The ITS is the accepted DNA barcode for fungi (Schoch et al. 2014), but contains insufficient variation to distinguish several species of sect. Exilicaulis. This is also true for other groups of Penicillium and resulted in Visagie et al. (2014b) proposing BenA as a secondary identification marker for the genus. This gene was selected as it is easy to sequence, reference data is openly available and mostly complete, and most importantly works well for species identifications across the genus. In section Exilicaulis, ITS distinguishes species in the P. citreonigrum-, P. decumbens-, and P. parvum-clades, but performs poorly elsewhere. In comparison, BenA distinguishes all species in the section and is sufficient for identification purposes. CaM would work equally as well, but for RPB2 we experienced difficulties amplifying and sequencing, and internal primers were often needed to obtain clean sequences. These genes are, however, useful for applying GCPSR to delineate species, and thus can be recommended for widespread use in taxonomic studies of Penicillium.

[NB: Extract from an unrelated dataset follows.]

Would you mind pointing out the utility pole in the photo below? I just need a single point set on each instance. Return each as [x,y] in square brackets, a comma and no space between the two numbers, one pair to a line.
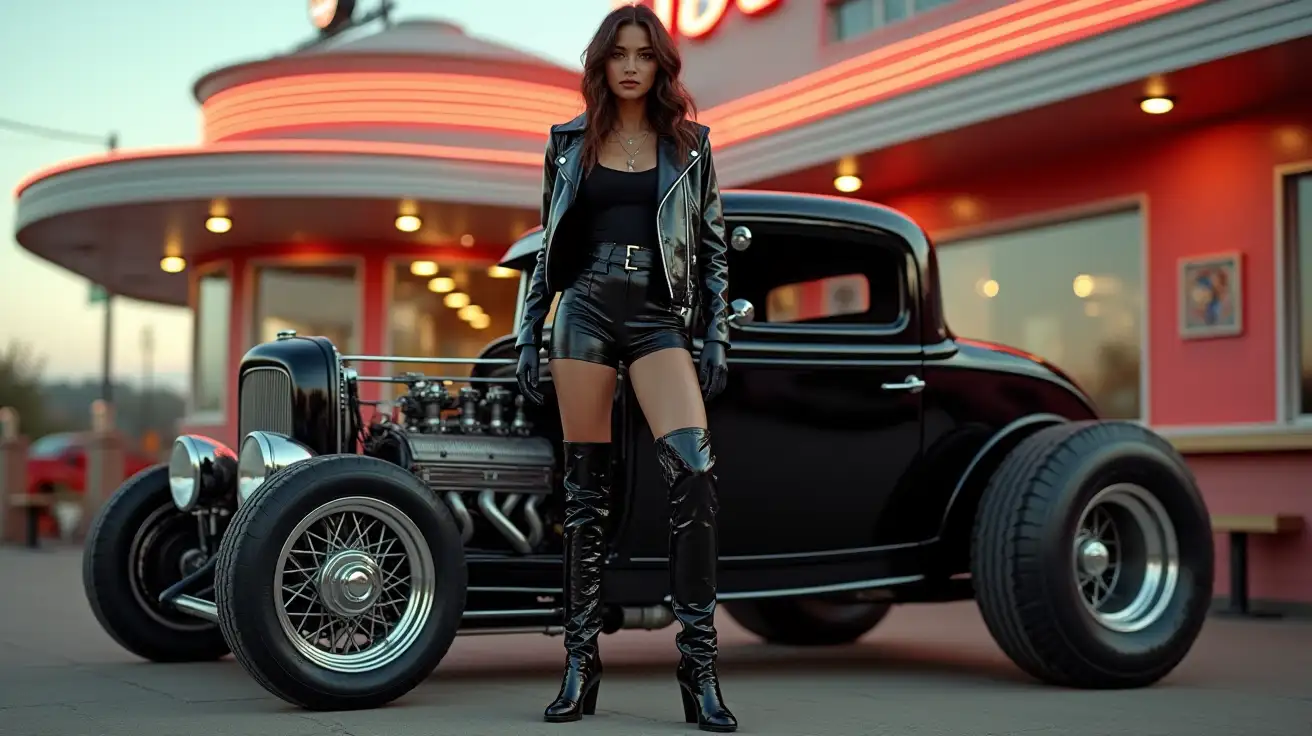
[147,428]
[106,375]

Correct identification of Penicillium sect. Exilicaulis species is important because they have important roles in a wide range of habitats. Penicillium corylophilum was recently reported as a common indoor contaminant (McMullin et al. 2014, Visagie et al. 2014a), where it can produce several extrolites that may cause allergies in humans (Kremer et al. 1989, McMullin et al. 2014, Ohnishi et al. 2002, Unoura et al. 2011). Penicillium pimiteouiense and P. canis were respectively isolated from polycystic kidney cell structures (Peterson et al. 1999) and a dog suffering with osteomyelitis (Langlois et al. 2014), and could be significant to animal health. Another medical example is P. decumbens, commonly reported from indoor air (Samson et al. 2010), which was isolated from a para-vertebral infection (Lyratzopoulos et al. 2002) and was reported as the causative agent of a fungus ball (Yoshida et al. 1992).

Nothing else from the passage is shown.